Karen Read, a woman who was acquitted of killing her police officer boyfriend last year, filed a lawsuit against Massachusetts State Police.
Explaining why she chose to take the legal steps against the city, Read called out the injustice on Friday, June 5.
During her appearance on TODAY with her two attorneys, Read said, "This was always our plan, that I had to save my own life first."
"I have continue fighting for justice. The acquittal is deserved, but the wrongs have not been completely righted," she added.
Read sued the Massachusetts State Police and the town of Canton on Thursday, alleging that misconduct and negligence led to her prosecution in the death in 2022 of John O'Keefe, a Boston police officer.
Her attorneys argued in the lawsuit that "an embedded culture of bigotry, misogyny, systemic failures, and institutional rot" was at the heart of two agencies that investigated O'Keefe's death, the State Police and the Canton Police Department.
The lawsuit comes after Read was acquitted last June of second-degree murder, motor vehicle manslaughter while driving under the influence and leaving the scene of a collision resulting in death.
She was convicted of a single charge, operating under the influence of liquor.
On Friday, Read's lawyer Alan Jackson explained that the goal of the lawsuit is to "bring to the light the institutional biases, the institutional corruption that permeates the Massachusetts law enforcement system".
Jackson said that the aim of the lawsuit was to expose the "corruption that is the DNA of the Massachusetts State Police and the Canton Police Department".

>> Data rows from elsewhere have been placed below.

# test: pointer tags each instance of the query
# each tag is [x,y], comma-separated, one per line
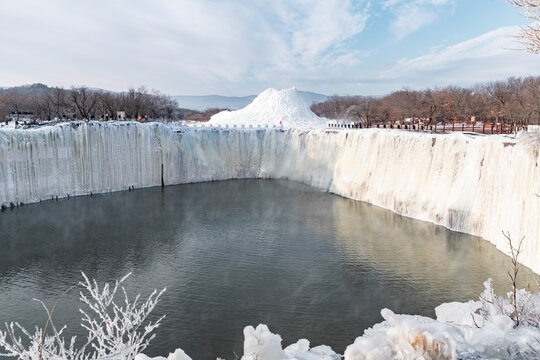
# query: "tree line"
[515,100]
[40,102]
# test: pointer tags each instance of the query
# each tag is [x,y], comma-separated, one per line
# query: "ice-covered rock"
[272,107]
[479,185]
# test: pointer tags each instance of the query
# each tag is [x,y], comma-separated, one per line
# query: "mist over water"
[307,263]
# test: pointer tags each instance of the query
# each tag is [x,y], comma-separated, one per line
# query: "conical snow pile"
[272,107]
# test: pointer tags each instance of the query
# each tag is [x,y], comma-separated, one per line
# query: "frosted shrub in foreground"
[115,330]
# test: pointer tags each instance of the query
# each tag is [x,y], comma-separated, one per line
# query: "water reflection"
[307,263]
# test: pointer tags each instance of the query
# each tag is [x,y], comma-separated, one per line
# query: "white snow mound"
[272,107]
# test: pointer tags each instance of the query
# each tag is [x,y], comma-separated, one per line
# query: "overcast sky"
[202,47]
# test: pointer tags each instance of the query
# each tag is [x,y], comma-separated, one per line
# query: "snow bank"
[481,329]
[479,185]
[272,107]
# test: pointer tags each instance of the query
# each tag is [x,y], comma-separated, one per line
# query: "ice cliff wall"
[475,184]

Read added that she believes O'Keefe was the "victim of this institutional corruption" among law enforcement.
About John O'Keefe's death
John O'Keefe, 46, was found dead outside the suburban home of another Boston police officer on the morning of January 29, 2022.
According to the medical examiner, the cause of death was blunt force trauma to the head, with hypothermia listed as a contributing factor.
Prosecutors alleged that Read was dropping O'Keefe off for a gathering at the other officer's home when, fuelled by intoxication and anger about the state of her deteriorating relationship, she reversed her Lexus SUV into O'Keefe and left him for dead.
Read vehemently rejected the allegations.
Her attorneys blamed officers, including Brian Albert, the now-retired police sergeant who was helping host the gathering at his Canton home for O'Keefe’s death.
During Read's first trial, her attorneys argued that Albert and others most likely killed O'Keefe during a fight and framed Read for his death.
The attorneys were barred from identifying the group as suspects in the second trial; however, after she was acquitted, Read filed a lawsuit accusing them of covering up O'Keefe’s death.
Describing the allegation as "false, defamatory, and without merit", the group filed a defamation suit against Read in April.